Reputation: 2065
Let's say there is a certain way of encrypting strings:
For example, the word FRUIT is encrypted in the following manner:
We append the character $ at the end of the word:
FRUIT$
We then form all the strings by moving the first character at the end:
FRUIT$
RUIT$S
UIT$FR
IT$FRU
T$FRUI
$FRUIT
Then we sort the new strings into alphabetical order:
$FRUIT
FRUIT$
IT$FRU
RUIT$F
T$FRUI
UIT$FR
The encrypted string:
T$UFIR
Now my problem is obvious: How to decrypt a given string into it's original form.
I've been pounding my head for half a week now and I've finally run out of paper.
How should I get on with this?
What I have discovered:
if we have the last step of the encryption:
$FRUIT
FRUIT$
IT$FRU
RUIT$F
T$FRUI
UIT$FR
We can know the first and last character of the original string, since the rightmost column is the encrypted string itself, and the leftmost column is always in alphabetical order. The last character is the first character of the encrypted string, because $ is always first in the alphabet, and it only exists once in a string. Then, if we find the $ character from the rightmost column, and look up the character on the same row in the leftmost column, we get the first character.
So what we can know about the encrypted string T$UFIR is that the original string is F***T$, where * is an unknown character.
There ends my ideas. Now I have to utilize the world-wide-web and ask another human being: How?

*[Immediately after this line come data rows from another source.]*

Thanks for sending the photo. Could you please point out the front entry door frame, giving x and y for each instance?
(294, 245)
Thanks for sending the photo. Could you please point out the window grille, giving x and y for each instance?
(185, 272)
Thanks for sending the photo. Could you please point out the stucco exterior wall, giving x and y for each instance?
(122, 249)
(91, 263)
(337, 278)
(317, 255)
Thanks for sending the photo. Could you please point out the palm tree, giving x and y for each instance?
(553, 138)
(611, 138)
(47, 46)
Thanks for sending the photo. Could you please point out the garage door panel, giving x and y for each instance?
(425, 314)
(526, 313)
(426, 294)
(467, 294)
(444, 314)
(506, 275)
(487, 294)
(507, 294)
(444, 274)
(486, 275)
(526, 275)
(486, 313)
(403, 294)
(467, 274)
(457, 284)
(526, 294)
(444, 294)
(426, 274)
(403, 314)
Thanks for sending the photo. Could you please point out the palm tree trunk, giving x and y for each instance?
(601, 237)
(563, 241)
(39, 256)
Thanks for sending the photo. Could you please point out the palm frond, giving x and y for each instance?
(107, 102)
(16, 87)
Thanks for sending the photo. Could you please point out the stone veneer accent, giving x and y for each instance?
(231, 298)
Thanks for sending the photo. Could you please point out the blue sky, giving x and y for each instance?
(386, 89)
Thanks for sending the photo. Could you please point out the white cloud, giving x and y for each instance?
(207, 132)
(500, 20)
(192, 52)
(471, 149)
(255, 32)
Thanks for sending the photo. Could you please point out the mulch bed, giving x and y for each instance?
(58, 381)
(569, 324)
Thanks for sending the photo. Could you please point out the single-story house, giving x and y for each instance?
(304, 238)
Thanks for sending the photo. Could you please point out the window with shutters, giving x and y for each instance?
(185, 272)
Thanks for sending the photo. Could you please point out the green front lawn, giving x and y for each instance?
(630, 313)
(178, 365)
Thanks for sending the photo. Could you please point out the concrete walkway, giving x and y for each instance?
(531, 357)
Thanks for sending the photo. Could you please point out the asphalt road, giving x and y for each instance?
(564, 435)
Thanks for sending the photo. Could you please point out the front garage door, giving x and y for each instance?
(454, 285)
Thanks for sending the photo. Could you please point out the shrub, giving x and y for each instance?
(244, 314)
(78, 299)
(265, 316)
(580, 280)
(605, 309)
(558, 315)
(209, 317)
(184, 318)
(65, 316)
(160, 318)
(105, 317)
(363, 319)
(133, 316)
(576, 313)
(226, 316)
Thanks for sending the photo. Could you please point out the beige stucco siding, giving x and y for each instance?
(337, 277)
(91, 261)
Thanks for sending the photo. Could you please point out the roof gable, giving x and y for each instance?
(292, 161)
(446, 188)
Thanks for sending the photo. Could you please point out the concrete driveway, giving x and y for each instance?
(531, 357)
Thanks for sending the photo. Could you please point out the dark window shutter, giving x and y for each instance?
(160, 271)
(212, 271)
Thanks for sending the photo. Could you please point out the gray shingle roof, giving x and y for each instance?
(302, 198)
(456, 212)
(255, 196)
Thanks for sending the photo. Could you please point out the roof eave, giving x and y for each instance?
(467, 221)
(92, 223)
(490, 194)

You could say this is homework, and being familiar with my tutor, I place my bets on this being a dynamic programming -problem.
Upvotes: 3
Views: 1596
Reputation: 16582
This is the Burrows-Wheeler transform.
It's an algorithm typically used for aiding compression algorithms, as it tends to group together common repeating phrases, and is reversible.
To decode your string:
Number each character:
T$UFIR
012345
Now sort, retaining the numbering. If characters repeat, you use the indices as a secondary sort-key, such that the indices for the repeated characters are kept in increasing order, or otherwise use a sorting algorithm that guarantees this.
$FIRTU
134502
Now we can decode. Start at the '$', and use the associated index as the next character to output ('$' = 1, so the next char is 'F'. 'F' is 3, so the next char is 'R', etc...)
The result:
$FRUIT
So just remove the marker character, and you're done.
Upvotes: 15